In my application I need to encrypt various settings and a password. So far I have been doing this with the RijndaelManaged class etc. as seen here:
/// <summary>
/// Encrypts the string defined by parameter "data" and returns the encrypted data as string
/// </summary>
/// <param name="data">Data to be encrypted</param>
/// <returns>The encrypted data</returns>
public static string Encrypt(string data)
{
if (data == "")
return "";
byte[] bytes = Encoding.ASCII.GetBytes(initVector);
byte[] rgbSalt = Encoding.ASCII.GetBytes(saltValue);
byte[] buffer = Encoding.UTF8.GetBytes(data);
byte[] rgbKey = new PasswordDeriveBytes(passPhrase, rgbSalt, hashAlgorithm, passwordIterations).GetBytes(keySize / 8);
RijndaelManaged managed = new RijndaelManaged();
managed.Mode = CipherMode.CBC;
ICryptoTransform transform = managed.CreateEncryptor(rgbKey, bytes);
MemoryStream memStream = new MemoryStream();
CryptoStream cryStream = new CryptoStream(memStream, transform, CryptoStreamMode.Write);
cryStream.Write(buffer, 0, buffer.Length);
cryStream.FlushFinalBlock();
byte[] inArray = memStream.ToArray();
memStream.Close();
cryStream.Close();
return Convert.ToBase64String(inArray);
}
The usual problem is that I need to store the passPhrase (and saltValue) somewhere. To store the passPhrase in a sequre way I came across the DPAPI Protect() and Unprotect() classes as seen here:
/// <summary>
/// Use Windows' "Data Protection API" to encrypt the string defined by parameter "clearText".
/// To decrypt, use the method "Unprotect"
/// http://www.thomaslevesque.com/2013/05/21/an-easy-and-secure-way-to-store-a-password-using-data-protection-api/
/// </summary>
/// <param name="clearText"></param>
/// <param name="optionalEntropy"></param>
/// <param name="scope"></param>
/// <returns></returns>
public static string Protect(string clearText, string optionalEntropy = null, DataProtectionScope scope = DataProtectionScope.CurrentUser)
{
if (clearText == null)
throw new ArgumentNullException("The parameter \"clearText\" was empty");
byte[] clearBytes = Encoding.UTF8.GetBytes(clearText);
byte[] entropyBytes = string.IsNullOrEmpty(optionalEntropy) ? null : Encoding.UTF8.GetBytes(optionalEntropy);
byte[] encryptedBytes = ProtectedData.Protect(clearBytes, entropyBytes, scope);
return Convert.ToBase64String(encryptedBytes);
}
My question is the following: With the DPAPI I can now store the passPhrase for my encryption method in a secure way, but why shouldn’t I simply use the DPAPI to encrypt all my setting directly? Would this fill up the DPAPI with an amount of data, that it is not meant for?

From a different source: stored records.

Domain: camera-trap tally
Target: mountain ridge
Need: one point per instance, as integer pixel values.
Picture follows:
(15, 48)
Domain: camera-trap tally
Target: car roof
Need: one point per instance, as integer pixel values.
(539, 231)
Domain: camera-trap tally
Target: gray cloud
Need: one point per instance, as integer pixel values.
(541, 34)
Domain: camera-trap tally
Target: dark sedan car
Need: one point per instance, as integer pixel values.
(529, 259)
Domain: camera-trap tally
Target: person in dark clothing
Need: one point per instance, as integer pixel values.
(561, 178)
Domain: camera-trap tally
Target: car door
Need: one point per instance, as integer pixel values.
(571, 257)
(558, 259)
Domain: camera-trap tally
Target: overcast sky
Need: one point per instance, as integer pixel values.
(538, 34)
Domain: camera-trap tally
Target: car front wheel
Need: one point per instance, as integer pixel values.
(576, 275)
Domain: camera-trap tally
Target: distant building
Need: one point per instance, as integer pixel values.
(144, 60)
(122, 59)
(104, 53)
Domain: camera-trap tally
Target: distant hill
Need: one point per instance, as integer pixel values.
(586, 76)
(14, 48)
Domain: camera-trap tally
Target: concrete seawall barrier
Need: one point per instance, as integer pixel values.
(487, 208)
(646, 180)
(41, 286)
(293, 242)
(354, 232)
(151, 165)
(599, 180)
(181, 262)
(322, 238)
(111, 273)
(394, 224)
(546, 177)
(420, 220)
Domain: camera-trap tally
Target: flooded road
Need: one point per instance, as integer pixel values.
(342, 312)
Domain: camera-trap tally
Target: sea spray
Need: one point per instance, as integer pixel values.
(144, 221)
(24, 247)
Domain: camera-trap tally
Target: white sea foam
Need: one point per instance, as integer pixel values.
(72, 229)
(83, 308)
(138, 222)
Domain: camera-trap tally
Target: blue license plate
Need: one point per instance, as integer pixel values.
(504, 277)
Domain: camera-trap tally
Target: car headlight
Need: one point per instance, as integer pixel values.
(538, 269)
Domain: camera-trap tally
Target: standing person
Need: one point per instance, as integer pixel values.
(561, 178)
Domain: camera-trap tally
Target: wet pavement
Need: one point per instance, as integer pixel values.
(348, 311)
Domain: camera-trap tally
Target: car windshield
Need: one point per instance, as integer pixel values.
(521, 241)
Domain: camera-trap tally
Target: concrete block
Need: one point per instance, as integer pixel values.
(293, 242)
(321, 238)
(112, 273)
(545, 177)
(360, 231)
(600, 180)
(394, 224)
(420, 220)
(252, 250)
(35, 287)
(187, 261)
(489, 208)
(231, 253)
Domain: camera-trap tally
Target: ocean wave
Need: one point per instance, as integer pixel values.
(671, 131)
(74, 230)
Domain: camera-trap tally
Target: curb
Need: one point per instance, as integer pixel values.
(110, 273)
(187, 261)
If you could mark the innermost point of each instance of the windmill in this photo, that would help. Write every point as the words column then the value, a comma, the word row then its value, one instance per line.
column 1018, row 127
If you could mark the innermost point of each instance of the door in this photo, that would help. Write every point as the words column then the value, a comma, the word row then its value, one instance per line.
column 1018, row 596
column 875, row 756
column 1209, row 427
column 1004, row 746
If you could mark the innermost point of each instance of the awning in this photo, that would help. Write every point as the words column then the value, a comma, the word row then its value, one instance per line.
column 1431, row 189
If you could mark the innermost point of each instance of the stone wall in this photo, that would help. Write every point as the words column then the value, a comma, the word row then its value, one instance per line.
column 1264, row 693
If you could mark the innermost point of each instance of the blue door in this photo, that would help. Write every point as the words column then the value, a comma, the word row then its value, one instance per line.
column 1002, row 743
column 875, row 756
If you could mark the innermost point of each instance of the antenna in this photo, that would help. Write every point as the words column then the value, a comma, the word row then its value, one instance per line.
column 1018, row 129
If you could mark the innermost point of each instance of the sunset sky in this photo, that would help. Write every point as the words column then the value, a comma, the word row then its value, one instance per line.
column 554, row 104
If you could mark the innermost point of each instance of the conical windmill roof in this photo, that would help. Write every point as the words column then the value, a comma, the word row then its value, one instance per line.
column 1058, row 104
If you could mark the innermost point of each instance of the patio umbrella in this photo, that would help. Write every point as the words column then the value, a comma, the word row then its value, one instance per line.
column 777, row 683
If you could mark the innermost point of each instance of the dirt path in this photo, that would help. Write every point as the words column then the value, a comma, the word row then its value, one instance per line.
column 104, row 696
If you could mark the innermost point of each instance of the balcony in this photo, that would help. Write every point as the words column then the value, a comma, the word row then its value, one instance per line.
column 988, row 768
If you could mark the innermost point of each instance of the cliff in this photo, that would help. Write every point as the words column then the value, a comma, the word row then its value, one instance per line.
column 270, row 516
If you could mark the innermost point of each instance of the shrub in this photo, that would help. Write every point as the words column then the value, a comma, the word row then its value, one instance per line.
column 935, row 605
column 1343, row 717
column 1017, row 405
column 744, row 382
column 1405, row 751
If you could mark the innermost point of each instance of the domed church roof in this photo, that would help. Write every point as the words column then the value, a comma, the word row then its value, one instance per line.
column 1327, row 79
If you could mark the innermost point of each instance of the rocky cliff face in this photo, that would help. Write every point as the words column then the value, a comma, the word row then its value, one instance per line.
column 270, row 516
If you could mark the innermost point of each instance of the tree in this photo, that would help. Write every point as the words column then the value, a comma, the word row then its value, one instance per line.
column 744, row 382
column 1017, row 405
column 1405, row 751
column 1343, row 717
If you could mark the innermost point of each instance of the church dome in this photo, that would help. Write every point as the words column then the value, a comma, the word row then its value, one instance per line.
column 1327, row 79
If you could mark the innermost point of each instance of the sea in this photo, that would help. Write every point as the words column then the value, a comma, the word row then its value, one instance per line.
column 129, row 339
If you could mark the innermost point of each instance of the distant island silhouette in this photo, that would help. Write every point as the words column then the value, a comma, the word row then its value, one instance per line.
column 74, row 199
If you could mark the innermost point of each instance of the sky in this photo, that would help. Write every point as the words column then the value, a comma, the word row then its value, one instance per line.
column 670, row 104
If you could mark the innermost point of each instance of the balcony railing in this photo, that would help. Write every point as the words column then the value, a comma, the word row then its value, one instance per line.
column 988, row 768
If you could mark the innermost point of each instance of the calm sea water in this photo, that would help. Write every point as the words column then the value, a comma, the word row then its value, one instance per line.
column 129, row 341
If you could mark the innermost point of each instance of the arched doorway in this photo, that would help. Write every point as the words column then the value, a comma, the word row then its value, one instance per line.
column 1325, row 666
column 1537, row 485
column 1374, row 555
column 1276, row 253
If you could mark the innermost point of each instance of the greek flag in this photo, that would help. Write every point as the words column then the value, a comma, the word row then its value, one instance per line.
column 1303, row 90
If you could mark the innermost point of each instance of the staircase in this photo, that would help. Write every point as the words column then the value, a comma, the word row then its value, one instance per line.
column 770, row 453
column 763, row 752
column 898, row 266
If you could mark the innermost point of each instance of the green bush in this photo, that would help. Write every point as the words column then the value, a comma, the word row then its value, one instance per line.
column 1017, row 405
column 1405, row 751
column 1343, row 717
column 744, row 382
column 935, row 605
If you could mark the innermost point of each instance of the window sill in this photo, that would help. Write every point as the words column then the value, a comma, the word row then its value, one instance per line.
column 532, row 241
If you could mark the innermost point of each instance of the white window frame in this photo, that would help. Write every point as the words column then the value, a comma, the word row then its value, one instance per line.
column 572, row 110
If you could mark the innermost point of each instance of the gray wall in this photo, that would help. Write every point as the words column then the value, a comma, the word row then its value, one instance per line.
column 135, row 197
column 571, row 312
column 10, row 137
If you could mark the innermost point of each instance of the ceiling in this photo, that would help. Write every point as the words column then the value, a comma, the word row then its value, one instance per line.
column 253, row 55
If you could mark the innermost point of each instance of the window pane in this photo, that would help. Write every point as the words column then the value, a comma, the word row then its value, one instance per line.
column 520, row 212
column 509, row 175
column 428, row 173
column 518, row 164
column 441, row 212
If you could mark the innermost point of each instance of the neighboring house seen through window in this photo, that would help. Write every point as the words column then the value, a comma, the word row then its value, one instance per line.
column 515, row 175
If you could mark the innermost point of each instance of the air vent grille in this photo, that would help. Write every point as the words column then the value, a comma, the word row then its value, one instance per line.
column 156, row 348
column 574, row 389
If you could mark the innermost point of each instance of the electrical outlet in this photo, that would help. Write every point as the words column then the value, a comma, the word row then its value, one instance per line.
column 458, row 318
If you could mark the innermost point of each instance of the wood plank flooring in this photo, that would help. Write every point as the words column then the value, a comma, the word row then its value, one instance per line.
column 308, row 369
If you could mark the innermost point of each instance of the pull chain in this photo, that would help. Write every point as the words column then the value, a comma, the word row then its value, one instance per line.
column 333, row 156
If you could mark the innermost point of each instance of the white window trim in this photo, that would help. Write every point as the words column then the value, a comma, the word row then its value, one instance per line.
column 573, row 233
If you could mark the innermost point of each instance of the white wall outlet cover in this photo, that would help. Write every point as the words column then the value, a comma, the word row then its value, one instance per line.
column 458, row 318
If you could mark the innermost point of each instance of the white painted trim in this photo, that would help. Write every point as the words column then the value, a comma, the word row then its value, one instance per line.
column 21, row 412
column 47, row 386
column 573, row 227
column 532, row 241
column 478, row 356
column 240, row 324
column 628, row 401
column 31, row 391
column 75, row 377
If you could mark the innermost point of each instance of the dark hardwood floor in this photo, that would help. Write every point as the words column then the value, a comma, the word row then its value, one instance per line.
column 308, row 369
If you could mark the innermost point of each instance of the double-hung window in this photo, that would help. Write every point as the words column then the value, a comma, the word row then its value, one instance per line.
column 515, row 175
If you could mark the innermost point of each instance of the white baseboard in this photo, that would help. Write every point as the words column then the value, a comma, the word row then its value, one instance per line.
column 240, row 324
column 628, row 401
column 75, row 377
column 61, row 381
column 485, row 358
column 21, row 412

My idea was instead of doing the following:
string setting1 = ”mySettingValue1”;
StoreSettingSomewhere(Encrypt(setting1));
I could do the following:
string setting1 = ”mySettingValue1”;
StoreSettingSomewhere(Protect(setting1, bla bla bla));
I know that when using DPAPI I must decrypt on the same machine (or with the same user), but this would not be a problem in my case.
Any help is appreciated!
The Data Protection API hands you back an opaque blob that is the encrypted (and salted, and hashed) result of what you wanted encrypted.
You cannot "fill up" the DP API - you would only "fill up" yourself (as the blobs are somewhat large; but they do internally contain everything need to later verify the encrypted data).
The down-side of the Data Protection API is that you have to be logged in as the user; and you cannot share settings between users (unless you used the Machine-wide scope).